| 1 | = Markup Streams = |
| 2 | |
| 3 | A [wiki:ApiDocs/MarkupCore#markup.core:Stream stream] is the common representation of markup as a ''stream of events''. |
| 4 | |
| 5 | A stream can be attained in a number of ways. It can be: |
| 6 | * the result of parsing XML or HTML text, or |
| 7 | * [wiki:MarkupBuilder programmatically generated], or |
| 8 | * the result of selecting a subset of another stream filtered by an XPath expression. |
| 9 | |
| 10 | For example, the functions `XML()` and `HTML()` can be used to convert literal XML or HTML text to a markup stream: |
| 11 | |
| 12 | {{{ |
| 13 | >>> from markup import XML |
| 14 | >>> stream = XML('<p class="intro">Some text and ' |
| 15 | ... '<a href="http://example.org/">a link</a>.' |
| 16 | ... '<br/></p>') |
| 17 | >>> stream |
| 18 | <markup.core.Stream object at 0x6bef0> |
| 19 | }}} |
| 20 | |
| 21 | The stream is the result of parsing the text into events. Each event is a tuple of the form `(kind, data, pos)`, where: |
| 22 | * `kind` defines what kind of event it is (such as the start of an element, text, a comment, etc). |
| 23 | * `data` is the actual data associated with the event. How this looks depends on the event kind. |
| 24 | * `pos` is a `(filename, lineno, column)` tuple that describes where the event “comes from”. |
| 25 | |
| 26 | {{{ |
| 27 | >>> for kind, data, pos in stream: |
| 28 | ... print kind, `data`, pos |
| 29 | ... |
| 30 | START (u'p', [(u'class', u'intro')]) ('<string>', 1, 0) |
| 31 | TEXT u'Some text and ' ('<string>', 1, 31) |
| 32 | START (u'a', [(u'href', u'http://example.org/')]) ('<string>', 1, 31) |
| 33 | TEXT u'a link' ('<string>', 1, 67) |
| 34 | END u'a' ('<string>', 1, 67) |
| 35 | TEXT u'.' ('<string>', 1, 72) |
| 36 | START (u'br', []) ('<string>', 1, 72) |
| 37 | END u'br' ('<string>', 1, 77) |
| 38 | END u'p' ('<string>', 1, 77) |
| 39 | }}} |
| 40 | |
| 41 | == Serialization == |
| 42 | |
| 43 | The `Stream` class provides two methods for serializing this list of events: [wiki:ApiDocs/MarkupCore#markup.core:Stream:serialize serialize()] and [wiki:ApiDocs/MarkupCore#markup.core:Stream:render render()]. The former is a generator that yields chunks of `Markup` objects (which are basically unicode strings).
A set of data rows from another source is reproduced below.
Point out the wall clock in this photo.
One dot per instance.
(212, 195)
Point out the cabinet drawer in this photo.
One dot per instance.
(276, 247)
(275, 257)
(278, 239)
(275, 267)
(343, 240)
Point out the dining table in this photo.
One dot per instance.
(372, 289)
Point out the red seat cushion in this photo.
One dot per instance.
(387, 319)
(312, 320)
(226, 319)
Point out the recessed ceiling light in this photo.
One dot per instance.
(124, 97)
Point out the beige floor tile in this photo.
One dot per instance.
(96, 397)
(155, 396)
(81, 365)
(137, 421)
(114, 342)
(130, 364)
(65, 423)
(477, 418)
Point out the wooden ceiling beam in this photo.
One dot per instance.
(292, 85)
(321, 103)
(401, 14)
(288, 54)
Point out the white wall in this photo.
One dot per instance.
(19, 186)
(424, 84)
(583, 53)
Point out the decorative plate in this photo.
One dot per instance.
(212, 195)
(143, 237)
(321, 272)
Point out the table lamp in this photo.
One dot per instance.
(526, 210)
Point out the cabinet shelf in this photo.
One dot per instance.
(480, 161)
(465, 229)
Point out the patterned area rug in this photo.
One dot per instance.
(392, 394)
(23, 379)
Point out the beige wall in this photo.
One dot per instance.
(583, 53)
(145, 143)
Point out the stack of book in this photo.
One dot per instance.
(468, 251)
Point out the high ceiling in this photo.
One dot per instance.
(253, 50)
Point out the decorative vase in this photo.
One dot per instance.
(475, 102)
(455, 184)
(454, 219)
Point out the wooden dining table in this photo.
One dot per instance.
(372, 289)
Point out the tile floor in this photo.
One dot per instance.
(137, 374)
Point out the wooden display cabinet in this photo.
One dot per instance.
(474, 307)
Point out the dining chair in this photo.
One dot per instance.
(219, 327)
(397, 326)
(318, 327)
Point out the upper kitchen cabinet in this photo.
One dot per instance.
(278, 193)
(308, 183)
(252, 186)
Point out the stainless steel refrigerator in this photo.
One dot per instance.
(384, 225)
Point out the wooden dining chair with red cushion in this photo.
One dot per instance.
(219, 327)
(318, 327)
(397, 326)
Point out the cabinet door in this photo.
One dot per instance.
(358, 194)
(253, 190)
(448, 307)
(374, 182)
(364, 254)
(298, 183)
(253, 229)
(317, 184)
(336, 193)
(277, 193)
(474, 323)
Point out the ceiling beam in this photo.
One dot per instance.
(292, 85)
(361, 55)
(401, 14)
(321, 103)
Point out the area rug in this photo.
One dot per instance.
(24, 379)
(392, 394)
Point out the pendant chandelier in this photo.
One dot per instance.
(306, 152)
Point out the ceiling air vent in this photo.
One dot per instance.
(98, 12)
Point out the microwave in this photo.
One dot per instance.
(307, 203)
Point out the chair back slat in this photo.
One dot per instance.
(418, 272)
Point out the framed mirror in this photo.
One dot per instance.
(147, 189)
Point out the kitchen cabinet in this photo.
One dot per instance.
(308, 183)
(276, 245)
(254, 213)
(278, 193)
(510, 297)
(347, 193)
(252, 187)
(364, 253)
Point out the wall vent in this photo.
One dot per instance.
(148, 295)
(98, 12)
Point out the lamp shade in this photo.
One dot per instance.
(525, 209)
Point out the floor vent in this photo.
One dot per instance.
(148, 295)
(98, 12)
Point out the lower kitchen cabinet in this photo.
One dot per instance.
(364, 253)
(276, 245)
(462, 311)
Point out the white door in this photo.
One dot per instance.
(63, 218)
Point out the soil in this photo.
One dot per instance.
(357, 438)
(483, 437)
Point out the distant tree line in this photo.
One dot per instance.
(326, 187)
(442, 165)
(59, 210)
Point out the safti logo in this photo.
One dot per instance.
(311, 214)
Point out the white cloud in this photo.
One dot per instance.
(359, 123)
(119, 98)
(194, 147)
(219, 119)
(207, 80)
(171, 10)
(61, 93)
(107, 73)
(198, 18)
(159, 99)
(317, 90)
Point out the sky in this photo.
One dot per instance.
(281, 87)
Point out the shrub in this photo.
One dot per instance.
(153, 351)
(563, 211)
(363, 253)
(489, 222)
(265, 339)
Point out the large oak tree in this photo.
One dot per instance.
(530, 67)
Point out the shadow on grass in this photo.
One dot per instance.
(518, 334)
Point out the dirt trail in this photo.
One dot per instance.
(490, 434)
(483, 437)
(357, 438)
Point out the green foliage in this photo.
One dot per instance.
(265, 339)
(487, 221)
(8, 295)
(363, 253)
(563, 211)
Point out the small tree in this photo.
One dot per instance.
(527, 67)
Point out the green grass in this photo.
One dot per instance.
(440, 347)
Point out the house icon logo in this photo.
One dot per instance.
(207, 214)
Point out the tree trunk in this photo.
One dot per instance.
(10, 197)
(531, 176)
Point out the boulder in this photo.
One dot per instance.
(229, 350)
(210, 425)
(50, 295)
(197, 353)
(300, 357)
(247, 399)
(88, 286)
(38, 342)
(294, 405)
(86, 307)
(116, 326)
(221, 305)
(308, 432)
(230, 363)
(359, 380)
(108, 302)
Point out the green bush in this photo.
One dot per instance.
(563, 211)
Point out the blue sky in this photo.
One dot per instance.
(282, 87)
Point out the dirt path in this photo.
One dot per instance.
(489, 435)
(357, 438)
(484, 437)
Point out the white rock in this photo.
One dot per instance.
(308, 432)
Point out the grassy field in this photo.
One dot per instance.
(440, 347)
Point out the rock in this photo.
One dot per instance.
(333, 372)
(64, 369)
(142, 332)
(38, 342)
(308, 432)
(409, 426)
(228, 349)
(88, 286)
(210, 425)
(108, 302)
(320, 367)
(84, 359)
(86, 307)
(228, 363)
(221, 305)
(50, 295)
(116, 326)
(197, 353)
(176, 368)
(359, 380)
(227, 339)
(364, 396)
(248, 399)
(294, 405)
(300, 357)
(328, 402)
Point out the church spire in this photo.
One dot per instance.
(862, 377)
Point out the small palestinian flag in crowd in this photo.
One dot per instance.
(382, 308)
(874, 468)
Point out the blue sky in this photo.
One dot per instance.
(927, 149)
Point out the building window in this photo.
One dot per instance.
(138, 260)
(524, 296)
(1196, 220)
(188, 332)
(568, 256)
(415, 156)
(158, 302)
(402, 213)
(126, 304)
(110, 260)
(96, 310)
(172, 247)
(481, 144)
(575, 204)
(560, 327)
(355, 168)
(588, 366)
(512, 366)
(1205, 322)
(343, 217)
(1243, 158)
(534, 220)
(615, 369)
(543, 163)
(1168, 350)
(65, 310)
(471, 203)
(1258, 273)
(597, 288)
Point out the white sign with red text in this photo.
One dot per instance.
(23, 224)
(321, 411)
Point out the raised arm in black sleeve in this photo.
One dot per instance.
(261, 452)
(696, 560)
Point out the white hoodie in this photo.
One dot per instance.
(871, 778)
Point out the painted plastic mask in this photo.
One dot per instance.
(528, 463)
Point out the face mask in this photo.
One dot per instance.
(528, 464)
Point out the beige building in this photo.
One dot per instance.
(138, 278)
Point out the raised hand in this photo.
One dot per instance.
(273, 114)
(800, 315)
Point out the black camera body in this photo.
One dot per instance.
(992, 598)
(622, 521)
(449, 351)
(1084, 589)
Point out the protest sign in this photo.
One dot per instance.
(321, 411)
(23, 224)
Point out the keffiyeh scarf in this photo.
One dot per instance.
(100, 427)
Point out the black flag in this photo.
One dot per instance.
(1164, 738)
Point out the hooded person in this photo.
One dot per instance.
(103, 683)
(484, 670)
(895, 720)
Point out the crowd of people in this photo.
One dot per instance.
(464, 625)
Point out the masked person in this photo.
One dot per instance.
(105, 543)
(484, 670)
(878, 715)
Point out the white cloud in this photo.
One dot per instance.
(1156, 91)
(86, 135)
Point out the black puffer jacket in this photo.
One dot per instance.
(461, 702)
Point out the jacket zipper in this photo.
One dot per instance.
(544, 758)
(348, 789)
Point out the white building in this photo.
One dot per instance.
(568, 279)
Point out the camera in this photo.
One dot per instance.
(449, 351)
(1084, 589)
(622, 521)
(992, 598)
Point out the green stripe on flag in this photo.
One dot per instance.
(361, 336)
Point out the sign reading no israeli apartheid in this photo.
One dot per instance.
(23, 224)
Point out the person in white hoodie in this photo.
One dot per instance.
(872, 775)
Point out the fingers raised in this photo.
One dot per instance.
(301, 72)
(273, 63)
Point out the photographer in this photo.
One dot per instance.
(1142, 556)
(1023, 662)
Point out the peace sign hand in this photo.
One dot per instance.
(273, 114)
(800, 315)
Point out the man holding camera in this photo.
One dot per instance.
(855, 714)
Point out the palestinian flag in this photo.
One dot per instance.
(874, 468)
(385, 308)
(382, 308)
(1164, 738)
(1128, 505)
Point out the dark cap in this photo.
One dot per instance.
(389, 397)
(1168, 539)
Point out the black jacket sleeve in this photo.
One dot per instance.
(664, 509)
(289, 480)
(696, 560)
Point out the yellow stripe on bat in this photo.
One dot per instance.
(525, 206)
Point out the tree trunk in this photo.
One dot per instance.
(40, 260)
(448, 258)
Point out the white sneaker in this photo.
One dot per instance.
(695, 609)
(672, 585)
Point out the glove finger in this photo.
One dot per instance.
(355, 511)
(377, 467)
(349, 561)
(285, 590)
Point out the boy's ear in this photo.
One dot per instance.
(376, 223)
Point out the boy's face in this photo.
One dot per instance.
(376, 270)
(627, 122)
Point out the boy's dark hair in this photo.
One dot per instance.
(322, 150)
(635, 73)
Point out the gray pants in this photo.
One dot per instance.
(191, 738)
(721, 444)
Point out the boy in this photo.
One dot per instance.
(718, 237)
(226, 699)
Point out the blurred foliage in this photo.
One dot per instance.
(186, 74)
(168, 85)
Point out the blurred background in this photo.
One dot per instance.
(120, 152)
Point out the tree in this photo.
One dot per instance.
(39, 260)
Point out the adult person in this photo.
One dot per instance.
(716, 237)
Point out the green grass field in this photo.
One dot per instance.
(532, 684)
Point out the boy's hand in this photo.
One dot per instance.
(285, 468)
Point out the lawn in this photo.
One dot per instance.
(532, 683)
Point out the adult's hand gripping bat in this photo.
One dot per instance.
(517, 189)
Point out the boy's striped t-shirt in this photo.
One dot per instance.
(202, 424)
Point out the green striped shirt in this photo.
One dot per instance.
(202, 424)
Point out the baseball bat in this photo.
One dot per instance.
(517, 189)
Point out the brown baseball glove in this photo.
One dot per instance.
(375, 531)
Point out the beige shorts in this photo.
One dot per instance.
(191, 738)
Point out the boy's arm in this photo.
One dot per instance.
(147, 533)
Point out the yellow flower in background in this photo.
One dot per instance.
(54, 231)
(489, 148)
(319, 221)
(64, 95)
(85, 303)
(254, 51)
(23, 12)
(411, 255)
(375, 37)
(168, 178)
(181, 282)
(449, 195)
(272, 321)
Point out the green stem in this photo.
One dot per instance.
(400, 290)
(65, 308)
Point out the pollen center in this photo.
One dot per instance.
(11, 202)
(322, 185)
The latter returns a single string, by default UTF-8 encoded. |
| 44 | |
| 45 | Here's the output from `serialize()`: |
| 46 | |
| 47 | {{{ |
| 48 | >>> for output in stream.serialize(): |
| 49 | ... print `output` |
| 50 | ... |
| 51 | <Markup u'<p class="intro">'> |
| 52 | <Markup u'Some text and '> |
| 53 | <Markup u'<a href="http://example.org/">'> |
| 54 | <Markup u'a link'> |
| 55 | <Markup u'</a>'> |
| 56 | <Markup u'.'> |
| 57 | <Markup u'<br/>'> |
| 58 | <Markup u'</p>'> |
| 59 | }}} |
| 60 | |
| 61 | And here's the output from `render()`: |
| 62 | |
| 63 | {{{ |
| 64 | >>> print stream.render() |
| 65 | <p class="intro">Some text and <a href="http://example.org/">a link</a>.<br/></p> |
| 66 | }}} |
| 67 | |
| 68 | Both methods can be passed a `method` parameter that determines how exactly the events are serialzed to text. This parameter can be either “xml” (the default) or “html”, or a subclass of the `markup.output.Serializer` class: |
| 69 | |
| 70 | {{{ |
| 71 | >>> print stream.render('html') |
| 72 | <p class="intro">Some text and <a href="http://example.org/">a link</a>.<br></p> |
| 73 | }}} |
| 74 | |
| 75 | ''(Note how the `<br>` element isn't closed, which is the right thing to do for HTML.)'' |
| 76 | |
| 77 | In addition, the `render()` method takes an `encoding` parameter, which defaults to “UTF-8”. If set to `None`, the result will be a unicode string. |
| 78 | |
| 79 | == Using XPath == |
| 80 | |
| 81 | XPath can be used to extract a specific subset of the stream via the `select()` method: |
| 82 | |
| 83 | {{{ |
| 84 | >>> substream = stream.select('a') |
| 85 | >>> substream |
| 86 | <markup.core.Stream object at 0x7118b0> |
| 87 | >>> print substream |
| 88 | <a href="http://example.org/">a link</a> |
| 89 | }}} |